Use reviews to build demo tasks. Ask each vendor to recreate the same signup, welcome, segmentation, ecommerce or SaaS lifecycle, suppression, and reporting workflow before making the switch.
Migration checklist
| Workstream | Moving toward SendPulse | Moving toward Loops | Simplifying to Sequenzy |
|---|---|---|---|
| Contacts and consent | Import contacts, attributes, lists, tags, email consent, SMS consent, suppressions, and unsubscribes. | Map users, events, properties, transactional messages, loops, audiences, and product lifecycle triggers. | Import subscribers, attributes, tags, suppressions, and lifecycle events. |
| Channel scope | Decide which channels actually move: email, SMS, web push, chatbots, landing pages, or SMTP. | Keep only the channels that match Loops's strongest use case. | Keep the migration focused on marketing email, transactional email, and lifecycle automation. |
| Automations | Rebuild welcome, nurture, cart, post-purchase, reactivation, and multi-channel flows. | Rebuild the workflows that prove Loops's advantage in modern SaaS email workflows and product-led lifecycle messaging. | Rebuild email sequences and transactional paths around product, store, or Stripe events. |
| Templates and forms | Move email templates, forms, landing pages, sender identities, and brand settings. | Move templates, forms, brand assets, and any workflow-specific content. | Move email templates and lifecycle message content. |
| Reporting | Validate campaign reports, channel reports, conversions, exports, and attribution. | Validate reporting for modern SaaS email workflows and product-led lifecycle messaging before committing. | Validate campaign, automation, transactional, and subscription lifecycle reporting. |
Decision checklist
- Are the extra SendPulse channels actually used, or are they just making the comparison look broader?

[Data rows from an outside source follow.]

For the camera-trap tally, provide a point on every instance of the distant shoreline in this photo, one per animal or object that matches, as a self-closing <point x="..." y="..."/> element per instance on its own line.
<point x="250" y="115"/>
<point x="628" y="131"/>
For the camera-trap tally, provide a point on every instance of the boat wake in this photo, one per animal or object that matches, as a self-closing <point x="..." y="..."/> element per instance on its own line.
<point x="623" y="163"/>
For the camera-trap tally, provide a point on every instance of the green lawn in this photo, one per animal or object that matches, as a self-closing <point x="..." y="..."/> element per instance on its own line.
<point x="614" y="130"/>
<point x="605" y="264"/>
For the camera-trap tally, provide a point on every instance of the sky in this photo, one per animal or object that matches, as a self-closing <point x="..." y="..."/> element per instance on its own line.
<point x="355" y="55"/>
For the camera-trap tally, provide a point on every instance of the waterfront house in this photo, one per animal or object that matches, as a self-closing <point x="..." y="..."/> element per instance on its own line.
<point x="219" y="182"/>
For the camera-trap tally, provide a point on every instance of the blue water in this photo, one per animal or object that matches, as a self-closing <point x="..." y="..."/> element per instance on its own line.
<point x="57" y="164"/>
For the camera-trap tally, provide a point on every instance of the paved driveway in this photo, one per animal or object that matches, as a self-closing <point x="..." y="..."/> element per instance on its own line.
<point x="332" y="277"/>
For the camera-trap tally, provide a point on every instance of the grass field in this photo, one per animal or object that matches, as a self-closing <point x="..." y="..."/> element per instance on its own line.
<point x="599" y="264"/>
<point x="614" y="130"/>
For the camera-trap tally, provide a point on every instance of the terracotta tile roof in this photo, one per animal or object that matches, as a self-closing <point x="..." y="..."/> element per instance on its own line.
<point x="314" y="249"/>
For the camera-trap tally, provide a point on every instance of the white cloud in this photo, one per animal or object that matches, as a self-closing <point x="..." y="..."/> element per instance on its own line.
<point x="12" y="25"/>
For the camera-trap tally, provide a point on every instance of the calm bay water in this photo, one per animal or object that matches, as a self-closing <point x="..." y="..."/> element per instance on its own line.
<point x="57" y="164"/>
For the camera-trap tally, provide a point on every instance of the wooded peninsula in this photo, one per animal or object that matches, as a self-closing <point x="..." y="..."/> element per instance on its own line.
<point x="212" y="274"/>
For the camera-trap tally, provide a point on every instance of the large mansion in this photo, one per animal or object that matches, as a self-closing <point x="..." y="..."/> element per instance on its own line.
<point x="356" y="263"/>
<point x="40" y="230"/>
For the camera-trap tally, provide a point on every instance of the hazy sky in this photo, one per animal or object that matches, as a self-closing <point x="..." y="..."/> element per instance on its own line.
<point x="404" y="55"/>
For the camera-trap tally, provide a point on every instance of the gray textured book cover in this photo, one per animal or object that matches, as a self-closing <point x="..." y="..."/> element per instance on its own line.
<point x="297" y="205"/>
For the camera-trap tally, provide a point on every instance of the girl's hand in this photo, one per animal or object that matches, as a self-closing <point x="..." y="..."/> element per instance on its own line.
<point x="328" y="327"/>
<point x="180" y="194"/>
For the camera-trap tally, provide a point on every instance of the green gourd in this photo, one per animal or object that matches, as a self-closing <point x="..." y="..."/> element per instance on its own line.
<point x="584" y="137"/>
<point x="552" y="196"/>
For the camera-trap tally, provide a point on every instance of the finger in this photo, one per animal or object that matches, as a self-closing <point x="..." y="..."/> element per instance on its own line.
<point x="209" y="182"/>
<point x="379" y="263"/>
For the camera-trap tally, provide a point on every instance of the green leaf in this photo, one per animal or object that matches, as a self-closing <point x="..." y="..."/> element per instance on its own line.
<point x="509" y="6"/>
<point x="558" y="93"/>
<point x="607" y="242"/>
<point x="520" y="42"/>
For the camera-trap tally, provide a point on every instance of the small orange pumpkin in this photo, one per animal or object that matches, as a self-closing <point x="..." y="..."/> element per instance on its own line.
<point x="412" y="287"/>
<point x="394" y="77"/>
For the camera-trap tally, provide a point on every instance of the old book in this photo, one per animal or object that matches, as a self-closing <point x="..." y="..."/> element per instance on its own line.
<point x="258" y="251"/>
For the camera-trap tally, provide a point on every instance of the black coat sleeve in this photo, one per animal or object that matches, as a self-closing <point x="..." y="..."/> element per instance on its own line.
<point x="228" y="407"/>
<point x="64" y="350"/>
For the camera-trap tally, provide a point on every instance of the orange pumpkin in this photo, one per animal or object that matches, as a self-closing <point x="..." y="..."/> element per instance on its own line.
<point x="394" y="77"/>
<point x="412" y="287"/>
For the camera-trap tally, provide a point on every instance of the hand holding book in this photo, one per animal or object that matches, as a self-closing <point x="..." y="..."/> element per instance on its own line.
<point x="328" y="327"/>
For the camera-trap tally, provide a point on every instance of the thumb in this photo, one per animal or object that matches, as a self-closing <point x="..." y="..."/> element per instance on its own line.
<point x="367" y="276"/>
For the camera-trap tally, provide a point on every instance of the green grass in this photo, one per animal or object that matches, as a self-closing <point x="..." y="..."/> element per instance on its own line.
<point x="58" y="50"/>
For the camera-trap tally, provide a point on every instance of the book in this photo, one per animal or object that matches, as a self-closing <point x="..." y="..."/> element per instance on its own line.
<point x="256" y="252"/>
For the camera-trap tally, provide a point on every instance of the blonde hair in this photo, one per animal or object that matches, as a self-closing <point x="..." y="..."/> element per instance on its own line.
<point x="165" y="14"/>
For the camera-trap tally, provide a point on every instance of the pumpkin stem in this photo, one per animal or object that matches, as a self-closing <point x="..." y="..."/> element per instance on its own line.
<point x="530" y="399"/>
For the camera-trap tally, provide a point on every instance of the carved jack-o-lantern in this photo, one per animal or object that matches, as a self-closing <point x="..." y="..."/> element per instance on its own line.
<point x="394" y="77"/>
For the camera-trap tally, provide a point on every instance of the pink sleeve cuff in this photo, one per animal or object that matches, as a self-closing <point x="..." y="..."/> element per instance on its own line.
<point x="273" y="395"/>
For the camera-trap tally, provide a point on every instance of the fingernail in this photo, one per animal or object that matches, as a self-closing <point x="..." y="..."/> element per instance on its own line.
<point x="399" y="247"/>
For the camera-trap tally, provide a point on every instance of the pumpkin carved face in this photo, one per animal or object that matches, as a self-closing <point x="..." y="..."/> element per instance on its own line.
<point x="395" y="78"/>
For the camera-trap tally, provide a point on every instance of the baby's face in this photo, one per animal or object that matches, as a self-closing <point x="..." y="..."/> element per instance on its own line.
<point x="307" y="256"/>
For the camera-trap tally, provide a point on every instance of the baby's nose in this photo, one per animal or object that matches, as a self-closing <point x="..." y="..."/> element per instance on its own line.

- Does Loops's strength in modern SaaS email workflows and product-led lifecycle messaging matter more than SendPulse's channel breadth?
- Which platform handles consent, suppression, and segmentation with the least manual cleanup?
- Are the listed prices still accurate at real contact count, send volume, and channel usage?
- Would a narrower email lifecycle product be easier to operate than another multi-channel platform?
- Loops should be validated for the exact SaaS events and transactional workflows the team needs.